Et sans doute aussi d'un accroissement qualitatif et quantitatif de la
production viticole dans la France rurale, ajouteront les historiens de
son économie. La consommation du vin, en effet, se généralise dans le
pays et, dans les régions septentrionales, son commerce est florissant.
A mesure que les moyens de communication se développent, les vignes de
faible rendement périclitent et celles de grande production et qualité
se multiplient. Les vins de l'Orléanais, de l'Ile-de-France cèdent le
pas aux vins de Bourgogne et de Champagne, nominés dans les chansons.
Car cette région de Champagne, notamment, acquiert au XVIIIème siècle
un surplus de richesse dans la préparation des vins mousseux. Et Chaptal
(1756-1832) peut écrire en 1801 L'art de faire les vins en connaissance
de cause. Ce qui n'exclut pas, mais pour d'autres causes, de périodiques
crises viticoles.
Corrélativement à ces progrès réguliers, vers 1665 la moitié
des textes du recueil publié par le chantre savoyard du Pont-Neuf à Paris,
Philippot, livre des chansons bacchiques à la louange du manger et surtout
du boire. Mais l'insistance avec laquelle le chanteur attribue la perte
de sa vue à l'abus de la boisson annonce un peu le scepticisme de la présente
chanson sur les bienfaits de l'alcoolisme : les ivrognes de Bacchus sont
incapables de vaincre les vigoureux et virils galants que conduit Cupidon.
La chute de la chanson en est implicite : la boisson vineuse affaiblit,
l'amour ragaillardit.
Au XVIIIème siècle, parallèlement à une évolution plus prudente
de l'appréciation du vin, l'air à boire, avec Mouret et Rameau, devient
souvent moins primaire, plus écrit et plus difficile à chanter. Mais demeure
vivace le genre libellé dans une langue populaire, où excelle un auteur
bon vivant et de la "bonne race gauloise"(5) sinon salace, Charles
Collé (1709-1783), un contemporain du rédacteur du manuscrit Berssous.
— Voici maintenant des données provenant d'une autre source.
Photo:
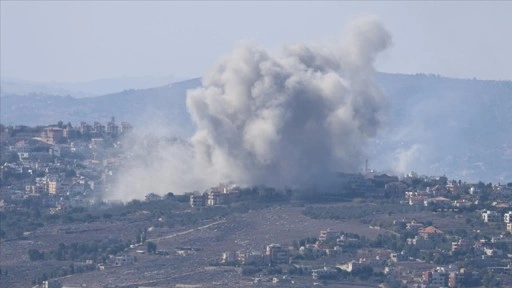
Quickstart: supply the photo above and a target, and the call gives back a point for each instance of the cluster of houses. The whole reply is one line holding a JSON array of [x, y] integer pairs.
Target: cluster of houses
[[59, 164], [214, 196]]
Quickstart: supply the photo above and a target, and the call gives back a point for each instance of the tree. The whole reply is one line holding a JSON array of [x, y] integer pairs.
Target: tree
[[151, 247]]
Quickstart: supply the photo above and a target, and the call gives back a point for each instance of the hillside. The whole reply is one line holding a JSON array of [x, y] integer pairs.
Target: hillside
[[459, 128]]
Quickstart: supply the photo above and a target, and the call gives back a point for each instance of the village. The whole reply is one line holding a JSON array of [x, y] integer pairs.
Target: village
[[371, 229]]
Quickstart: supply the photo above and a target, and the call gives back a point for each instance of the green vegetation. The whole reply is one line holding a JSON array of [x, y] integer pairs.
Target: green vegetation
[[97, 250]]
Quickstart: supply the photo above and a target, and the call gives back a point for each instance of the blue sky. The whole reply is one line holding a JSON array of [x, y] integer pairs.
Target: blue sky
[[87, 40]]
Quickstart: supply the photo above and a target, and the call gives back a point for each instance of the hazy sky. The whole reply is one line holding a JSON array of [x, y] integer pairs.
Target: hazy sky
[[86, 40]]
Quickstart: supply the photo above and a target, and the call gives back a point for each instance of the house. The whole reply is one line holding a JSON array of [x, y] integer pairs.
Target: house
[[414, 226], [123, 260], [349, 266], [228, 257], [441, 201], [461, 245], [198, 200], [276, 253], [328, 235], [507, 217], [324, 273], [429, 231], [490, 216]]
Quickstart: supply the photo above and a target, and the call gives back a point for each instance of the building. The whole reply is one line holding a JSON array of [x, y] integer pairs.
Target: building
[[228, 257], [52, 135], [276, 253], [429, 231], [507, 217], [324, 273], [198, 200], [461, 245], [215, 197], [328, 235], [53, 186], [490, 216], [112, 128]]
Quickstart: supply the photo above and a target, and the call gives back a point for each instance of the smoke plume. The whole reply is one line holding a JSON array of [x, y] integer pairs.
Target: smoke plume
[[283, 119]]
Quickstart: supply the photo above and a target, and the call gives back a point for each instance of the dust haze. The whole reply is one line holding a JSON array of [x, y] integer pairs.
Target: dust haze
[[279, 120]]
Collé écrit en 1760 la fameuse "Guinguette de Ramponneau" et est
aussi l'auteur d'une comédie "La vérité dans le vin" qu'il rédige
avec la gaieté vive, franche, amusante et délicieuse(6) d'un chansonnier
qui se délecte de Rabelais, Marot, La Fontaine et Molière.
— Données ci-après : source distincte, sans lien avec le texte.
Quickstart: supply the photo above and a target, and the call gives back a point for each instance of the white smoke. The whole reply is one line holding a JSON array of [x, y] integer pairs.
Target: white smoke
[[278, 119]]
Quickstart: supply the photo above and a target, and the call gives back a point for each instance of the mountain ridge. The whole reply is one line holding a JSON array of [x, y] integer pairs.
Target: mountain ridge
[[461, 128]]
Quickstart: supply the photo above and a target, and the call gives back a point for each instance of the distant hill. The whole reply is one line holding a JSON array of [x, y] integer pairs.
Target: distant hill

Le texte de notre chanson est sans doute plus mal reproduit
que mal conçu, car la recherche dans la rime ou l'assonance reste constante
jusque pour chaque hémistiche quand il y a césure d'un vers un peu long
(ennéasyllabe ou décasyllabe), et césure marquée par retour à la ligne
parce que la largeur de la page ne permet pas d'enchaîner le groupement
des dites deux moitiés. La composition des neuvains enchaîne des vers
de 6, 8, 9, 8, 8, 8, 10, 10, 4 syllabes.
Cette chanson moralisante renvoie peut-être à un ancien
genre que Jeanroy a traité dans Les origines de la poésie lyrique en
France au Moyen-Age : Le débat (dispute ou desputoison), type très
cultivé au Moyen-Age, qui est un dialogue entre des personnages allégoriques,
se différenciait ainsi de la tenson et du jeu-parti qui
met en présence des interlocuteurs réels. L'origine s'en trouve dans le
goût de l'abstraction et de la personnification qui existait dans la littérature
latine de la basse époque. Un véritable débat narratif où l'on voit lutter
la foi et l'idolâtrie, l'orgueil et l'humilité, la chasteté et la licence
existe par exemple dans la Psychomachie de Prudence. La forme dramatique,
vers le VIIIème siècle, apparaît dans de semblables débats entre l'hiver
et le printemps, puis entre l'âme et le corps, le cœur et l'œil, et déjà
le vin et l'eau(7).
De la littérature latine, le débat s'étend précocement à
la vulgaire d'Europe. En français il est parfois, comme dans notre chanson
peu dialoguée, dissimulé sous une forme narrative : ainsi dans le Tournoiement
d'Antéchrist, le Mariage des sept Arts et des septs Vertus, la Bataille
des Vins. La forme dramatique apparaît dans la Disputation du Croisé
et du Décroisé de Rutebeuf. Le Débat du Clerc et du Chevalier est
aussi un sujet maintes fois traité au XIIème et au XIIIème siècles, pour
savoir "qui vaut mieux en amour, du clerc ou du chevalier". Le thème est
abordé aussi dès le XIIème siècle dans deux poèmes latins, notamment dans
l'Altercatio Phylidis et Florae d'où l'on tira plusieurs adaptations
françaises.
La vogue du débat s'atténuera au XIVème siècle pour renaître
au XVème avec notamment le Débat des deux amants chez Christine
de Pisan ; mais la Renaissance marquera le déclin du genre malgré le Débat
de Folie et d'Amour, écrit par Louise Labé en 1555.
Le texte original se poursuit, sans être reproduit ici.